【倉本聰:富良野風話】バンザイ!
財界オンライン / 2024年11月13日 18時0分
以前もどこかで書いた気がする。同じこのコラムに書いたのかもしれない。齢を重ねて物忘れがひどくなっているし、いくら書いても改まらないのだから、くり返し書いても仕方あるまい。衆議院が解散して議員たちが、声をそろえてバンザイ、バンザイと叫ぶ、何とも判らないあの不思議な慣例についてである。
見ていると、どうも野党は叫ばず、与党が全員で叫んでいるように見えるのだがちがうか。とすると益々意味が判らない。

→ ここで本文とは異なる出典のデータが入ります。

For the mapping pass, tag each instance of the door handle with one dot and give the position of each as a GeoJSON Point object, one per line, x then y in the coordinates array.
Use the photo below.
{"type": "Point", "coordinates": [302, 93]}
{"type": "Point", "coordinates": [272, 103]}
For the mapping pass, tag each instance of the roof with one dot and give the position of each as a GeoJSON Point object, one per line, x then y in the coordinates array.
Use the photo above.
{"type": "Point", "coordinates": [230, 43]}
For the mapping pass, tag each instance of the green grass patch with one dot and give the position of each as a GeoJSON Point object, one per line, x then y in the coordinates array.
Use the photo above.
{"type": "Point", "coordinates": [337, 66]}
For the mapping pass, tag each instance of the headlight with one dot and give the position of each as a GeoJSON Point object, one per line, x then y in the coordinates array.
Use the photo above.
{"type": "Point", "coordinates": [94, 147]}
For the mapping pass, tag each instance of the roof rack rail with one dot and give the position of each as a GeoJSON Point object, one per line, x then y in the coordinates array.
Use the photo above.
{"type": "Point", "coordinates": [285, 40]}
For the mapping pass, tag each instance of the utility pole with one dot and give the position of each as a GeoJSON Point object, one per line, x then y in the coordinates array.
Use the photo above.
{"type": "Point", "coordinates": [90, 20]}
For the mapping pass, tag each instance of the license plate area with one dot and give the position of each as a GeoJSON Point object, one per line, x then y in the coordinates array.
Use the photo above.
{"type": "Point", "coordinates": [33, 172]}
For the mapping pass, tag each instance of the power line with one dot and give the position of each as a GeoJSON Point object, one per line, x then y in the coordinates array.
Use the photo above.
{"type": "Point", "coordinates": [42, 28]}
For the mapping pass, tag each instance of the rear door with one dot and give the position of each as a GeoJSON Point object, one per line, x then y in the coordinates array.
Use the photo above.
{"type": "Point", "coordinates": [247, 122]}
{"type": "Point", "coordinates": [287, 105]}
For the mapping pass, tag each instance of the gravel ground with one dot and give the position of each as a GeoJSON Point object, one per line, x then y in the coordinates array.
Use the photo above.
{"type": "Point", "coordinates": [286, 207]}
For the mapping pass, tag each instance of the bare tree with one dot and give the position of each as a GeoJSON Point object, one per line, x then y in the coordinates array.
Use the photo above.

広辞苑で引くと、万才とは①長い年月。よろずよ②いつまでも生きること。いつまでも栄えること③めでたいこと。祝うべきこと④貴人の死を忌んで言う語⑤祝福の意を表すため両手をあげて唱える語⑥転じて、お手上げの状態。すなわち物事に失敗したり、どうにもならない状態になったりすることをいう語、とあって、この中で辛くも相当するのは⑥のお手上げ状態、ということかと思われるが、それにしては両手をあげて叫んでいる連中の表情が、どこか満足気でうれしそうだ。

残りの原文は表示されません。